« S’improviser conseil »

Le penchant pour l’autogestion, même relative, dont font preuve bon nombre de porteurs de parts enquêtés, ne peut se détacher d’une représentation positive de l’objet SCI et de la croyance dans les avantages qu’il procure. Ils raisonnent et agissent en convaincus, imaginent des scénarios et expérimentent des tactiques. Persuadés qu’ils tiennent parfois dans leurs mains une solution « miracle », ils diffusent ses principes à leurs amis proches, à tout le moins ceux qui nourrissent des projets patrimoniaux analogues pour eux ou leurs enfants, subissent les mêmes conjonctures et partagent les mêmes positions sociales.

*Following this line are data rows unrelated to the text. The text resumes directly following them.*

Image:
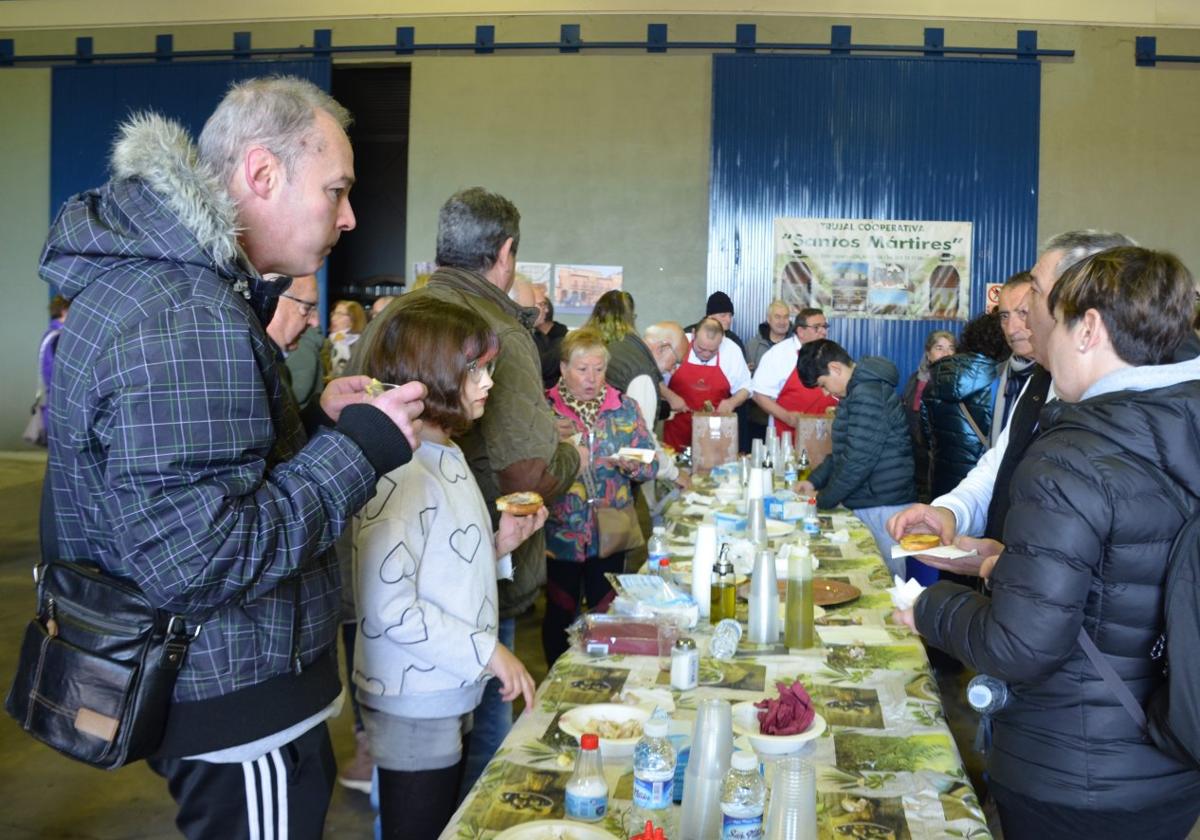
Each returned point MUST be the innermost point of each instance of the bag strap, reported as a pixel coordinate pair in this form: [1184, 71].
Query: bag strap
[975, 426]
[1116, 685]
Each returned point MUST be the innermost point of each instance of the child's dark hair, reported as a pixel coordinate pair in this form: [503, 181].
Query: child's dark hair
[433, 342]
[814, 360]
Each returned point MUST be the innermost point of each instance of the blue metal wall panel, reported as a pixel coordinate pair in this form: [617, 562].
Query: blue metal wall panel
[939, 139]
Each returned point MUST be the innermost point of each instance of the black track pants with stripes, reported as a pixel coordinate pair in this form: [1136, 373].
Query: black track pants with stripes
[282, 796]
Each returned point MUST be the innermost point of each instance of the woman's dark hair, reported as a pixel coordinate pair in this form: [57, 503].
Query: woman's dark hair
[984, 335]
[432, 341]
[1144, 297]
[613, 316]
[814, 360]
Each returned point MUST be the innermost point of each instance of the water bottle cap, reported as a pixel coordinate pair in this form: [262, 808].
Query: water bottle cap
[979, 695]
[655, 727]
[744, 761]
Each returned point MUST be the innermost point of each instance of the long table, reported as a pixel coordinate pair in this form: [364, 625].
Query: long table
[887, 765]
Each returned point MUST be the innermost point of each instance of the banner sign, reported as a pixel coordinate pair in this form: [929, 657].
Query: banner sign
[865, 268]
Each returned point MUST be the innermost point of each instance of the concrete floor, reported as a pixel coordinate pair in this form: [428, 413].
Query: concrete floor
[45, 796]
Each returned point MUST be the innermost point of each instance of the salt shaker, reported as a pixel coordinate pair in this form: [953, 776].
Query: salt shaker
[684, 665]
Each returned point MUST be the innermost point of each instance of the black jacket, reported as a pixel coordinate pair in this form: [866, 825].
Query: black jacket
[954, 448]
[1086, 544]
[871, 459]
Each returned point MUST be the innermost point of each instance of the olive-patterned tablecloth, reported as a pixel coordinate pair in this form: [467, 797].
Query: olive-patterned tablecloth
[887, 765]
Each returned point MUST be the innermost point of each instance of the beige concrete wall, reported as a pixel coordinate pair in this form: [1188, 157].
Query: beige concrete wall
[607, 154]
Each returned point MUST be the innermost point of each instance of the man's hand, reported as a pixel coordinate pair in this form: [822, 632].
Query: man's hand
[676, 401]
[514, 678]
[923, 519]
[906, 618]
[402, 405]
[516, 529]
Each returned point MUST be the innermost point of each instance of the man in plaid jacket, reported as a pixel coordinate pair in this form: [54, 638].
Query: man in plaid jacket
[179, 461]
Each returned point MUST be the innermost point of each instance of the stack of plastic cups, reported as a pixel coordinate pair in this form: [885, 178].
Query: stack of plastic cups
[792, 814]
[702, 567]
[763, 613]
[712, 743]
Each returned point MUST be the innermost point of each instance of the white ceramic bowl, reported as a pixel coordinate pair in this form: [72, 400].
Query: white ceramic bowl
[745, 723]
[555, 829]
[573, 723]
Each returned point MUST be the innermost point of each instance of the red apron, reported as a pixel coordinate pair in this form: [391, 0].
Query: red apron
[796, 397]
[695, 384]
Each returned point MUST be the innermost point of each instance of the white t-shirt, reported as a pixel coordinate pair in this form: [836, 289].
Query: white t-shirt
[731, 361]
[775, 367]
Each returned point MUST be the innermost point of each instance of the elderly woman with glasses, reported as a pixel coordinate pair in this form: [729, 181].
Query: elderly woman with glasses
[579, 553]
[1097, 501]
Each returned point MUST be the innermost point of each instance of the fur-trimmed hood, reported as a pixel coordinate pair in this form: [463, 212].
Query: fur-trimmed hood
[162, 203]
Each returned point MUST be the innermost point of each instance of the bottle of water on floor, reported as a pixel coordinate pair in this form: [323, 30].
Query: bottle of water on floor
[654, 761]
[743, 798]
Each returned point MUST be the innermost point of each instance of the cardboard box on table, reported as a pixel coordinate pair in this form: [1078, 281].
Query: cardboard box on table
[815, 433]
[714, 439]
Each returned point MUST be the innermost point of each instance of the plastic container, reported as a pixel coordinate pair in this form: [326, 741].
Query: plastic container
[654, 761]
[743, 799]
[658, 556]
[587, 792]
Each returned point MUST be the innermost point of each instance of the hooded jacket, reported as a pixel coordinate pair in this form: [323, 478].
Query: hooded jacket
[967, 379]
[1096, 505]
[178, 459]
[871, 459]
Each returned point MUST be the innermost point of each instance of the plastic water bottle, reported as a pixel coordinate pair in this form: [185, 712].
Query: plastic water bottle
[659, 558]
[587, 792]
[743, 798]
[987, 695]
[654, 761]
[811, 523]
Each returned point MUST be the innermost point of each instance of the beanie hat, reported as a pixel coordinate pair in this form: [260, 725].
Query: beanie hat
[718, 304]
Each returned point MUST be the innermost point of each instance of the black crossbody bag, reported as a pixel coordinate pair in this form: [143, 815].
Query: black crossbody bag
[97, 664]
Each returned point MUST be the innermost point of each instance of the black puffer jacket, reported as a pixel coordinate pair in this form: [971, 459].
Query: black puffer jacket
[954, 448]
[871, 460]
[1086, 544]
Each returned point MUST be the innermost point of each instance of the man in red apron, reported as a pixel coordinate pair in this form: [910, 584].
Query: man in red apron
[778, 390]
[706, 381]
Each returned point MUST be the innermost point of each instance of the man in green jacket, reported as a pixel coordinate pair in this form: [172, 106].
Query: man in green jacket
[870, 469]
[515, 445]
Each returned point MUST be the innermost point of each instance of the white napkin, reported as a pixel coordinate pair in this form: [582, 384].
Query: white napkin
[905, 593]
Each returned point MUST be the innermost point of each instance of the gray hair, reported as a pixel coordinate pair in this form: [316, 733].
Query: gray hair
[473, 226]
[1079, 245]
[276, 112]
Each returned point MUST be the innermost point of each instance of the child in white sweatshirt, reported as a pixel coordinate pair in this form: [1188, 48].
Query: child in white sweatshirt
[425, 570]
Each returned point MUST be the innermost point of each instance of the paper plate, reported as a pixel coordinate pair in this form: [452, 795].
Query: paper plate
[555, 829]
[573, 723]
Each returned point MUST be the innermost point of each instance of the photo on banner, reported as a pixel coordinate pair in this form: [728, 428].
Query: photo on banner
[864, 268]
[538, 276]
[579, 287]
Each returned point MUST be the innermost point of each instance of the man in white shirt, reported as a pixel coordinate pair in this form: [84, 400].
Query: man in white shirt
[777, 388]
[713, 377]
[970, 509]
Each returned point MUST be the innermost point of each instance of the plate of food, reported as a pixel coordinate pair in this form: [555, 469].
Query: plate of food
[779, 725]
[555, 829]
[618, 726]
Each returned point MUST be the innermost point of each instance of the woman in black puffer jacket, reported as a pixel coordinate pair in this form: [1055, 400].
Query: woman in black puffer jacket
[1097, 501]
[966, 379]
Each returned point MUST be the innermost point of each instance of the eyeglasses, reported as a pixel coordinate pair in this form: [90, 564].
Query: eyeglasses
[477, 371]
[305, 306]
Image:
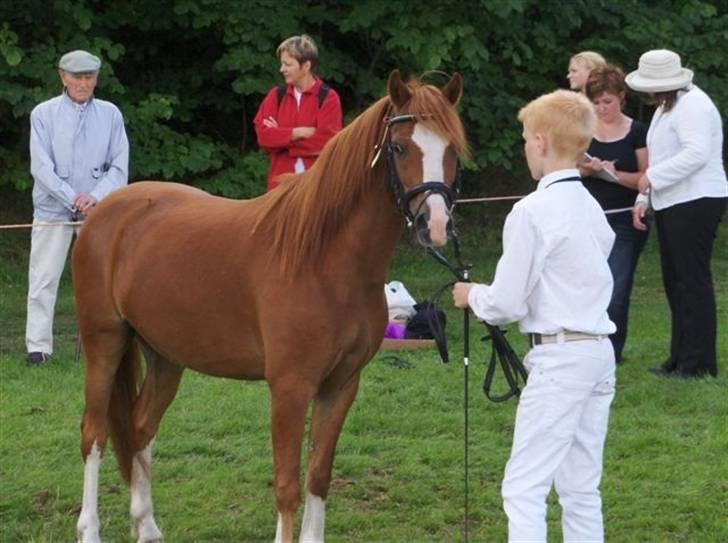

‘« […] Quand on en parle maintenant autour de nous, parce que c’est vrai qu’on a des amis qui sont un peu plus âgés que nous, puisque mon mari est plus âgé que moi, donc qui ont des enfants de notre âge qui veulent acheter, ils nous posent des questions pour savoir comment on fait. Donc c’est vrai que nous on est emballé par ce qu’on fait, on est un peu plus enthousiastes et les gens nous demandent de leur faire la photocopie des statuts, de les conseiller sur les papiers pour l’ANAH. Donc on le fait avec plaisir et je pense de plus en plus de gens passeront par ce biais-là »
[Stéphanie, PDP 34]’

L’exemple de Stéphanie n’est pas marginal. Nous avons vu dans le chapitre précédent que le relationnel mondain pouvait être un vecteur efficace de transmission informationnelle. Didier et Robert s’improvisent aussi conseil. Le premier s’ingénie à démontrer à ses amis, concernés comme lui par le problème de la mobilité géographique et de la conversion d’un patrimoine d’occupation en patrimoine locatif, les ressources du refinancement et de l’effet de levier de l’endettement. Le second, membre d’une association d’anciens élèves de SUP de CO, répond aux sollicitations des ses anciens camarades lors de leurs retrouvailles annuelles et leur enseigne qu’une gestion avisée est une gestion personnelle, que l’on ne peut avoir confiance qu’en un nombre restreint d’interlocuteurs (cf. infra, chapitre 9, § 9.3) et qu’un projet qui marche est un projet autofinancé.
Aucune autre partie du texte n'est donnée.